Conventional statistical inference, using p-values and confidence intervals, is problematic, and it fosters bad science, as the editors of BASP claim.  These problems have been known for a long time, but previous attempts to instigate change have failed.  The BASP ban (and the reaction it provoked) might be just what we need to get things moving.

But the proposed solution is too blunt; statistical inference is broken but not useless.  Here is the approach I recommend:
  1. The effect size is the most important thing.  Papers that report statistical results should lead with the effect size and explain its practical impact in terms relevant to the context.
  2. The second most important thing -- a distant second -- is a confidence interval or standard error, which quantifies error due to random sampling.  This is a useful additional piece of information, provided that we don't forget about other sources of error.
  3. The third most important thing -- a distant third -- is a p-value, which provides a warning if an apparent effect could be explained by randomness.
  4. We should drop the arbitrary 5% threshold, and forget about the conceit that 5% is the false positive rate.
For me, the timing of the BASP editorial is helpful.  I am preparing a new tutorial on statistical inference, which I will present at PyCon 2015 in April.  The topic just got a little livelier!


"The CI quantifies uncertainty due to random sampling, but it says nothing about sampling bias or measurement error. Because these other sources of error are present in nearly all real studies, published CIs will contain the population value far less often than 90%."

A fellow redditor raised an objection I'll try to paraphrase:

"The 90% CI contains the true parameter 90% of the time because that's the definition of the 90% CI.  If you compute an interval that doesn't contain the true parameter 90% of the time, it's not a 90% CI."

The reason for the disagreement is that my correspondent and I were using different definitions of CI:
  1. I was defining CI by procedure; that is, a 90% CI is what you get if you compute the sampling distribution and take the 5th and 95th percentiles.
  2. My correspondent was defining CI by intent: A CI is an interval that contains the true value 90% of the time.
If you use the first definition, the problem with CIs is that they don't contain the true value 90% of the time.

If you use the second definition, the problem with CIs is that our standard way of computing them doesn't work, at least not in the real world.

Once this point was clarified, my correspondent and I agreed about the conclusion: the fraction of published CIs that contain the true value of the parameter is less than 90%, and probably a lot less.

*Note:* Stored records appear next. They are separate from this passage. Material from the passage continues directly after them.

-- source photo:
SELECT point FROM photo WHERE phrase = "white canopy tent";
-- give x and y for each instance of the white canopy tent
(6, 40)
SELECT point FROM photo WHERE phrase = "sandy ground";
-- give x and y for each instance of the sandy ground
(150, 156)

  1. You're still giving undue credit to CIs as measures of precision: and I think your recommended approach - essentially sticking with orthodox statistical inference - is unjustifiable. We know that it's fundamentally, conceptually flawed, fosters bad science, lends itself to misuse and misinterpretation even by experts, and that there is a well-founded, good science-fostering, reason and intuition-congruent alternative. It just doesn't make sense to recommend sticking with it.

  2. "The apparent effect might be due to chance; that is, the difference might appear in a random sample, but not in the general population."

    p-values don't tell you this, either. All a p-value tells you is the probability of your data (or data more extreme) given the null is true. They say nothing about whether your data is "due to chance."

    1. I'm not sure I understand your objection. I was using "due to chance" as a shorthand for "under the null hypothesis", since the null hypothesis is a model of random variation if there is no actual effect.

      The sentence you quoted is one of four possible explanations for an apparent effect: it might be caused by random variation in the absence of a real effect.

      As you said, the p-value is the probability of the apparent effect under the null hypothesis, which is the probability of the effect under (at least a model of) random chance.

      Can you clarify what you are objecting to?

  3. GamingLifer nails it. Allen, you appear to have made *the* mistake the editors are so concerned about re p-values.

  4. Allen, his/her point is that the p value is "the probability of the data given chance". It is not "the probability of chance given the data".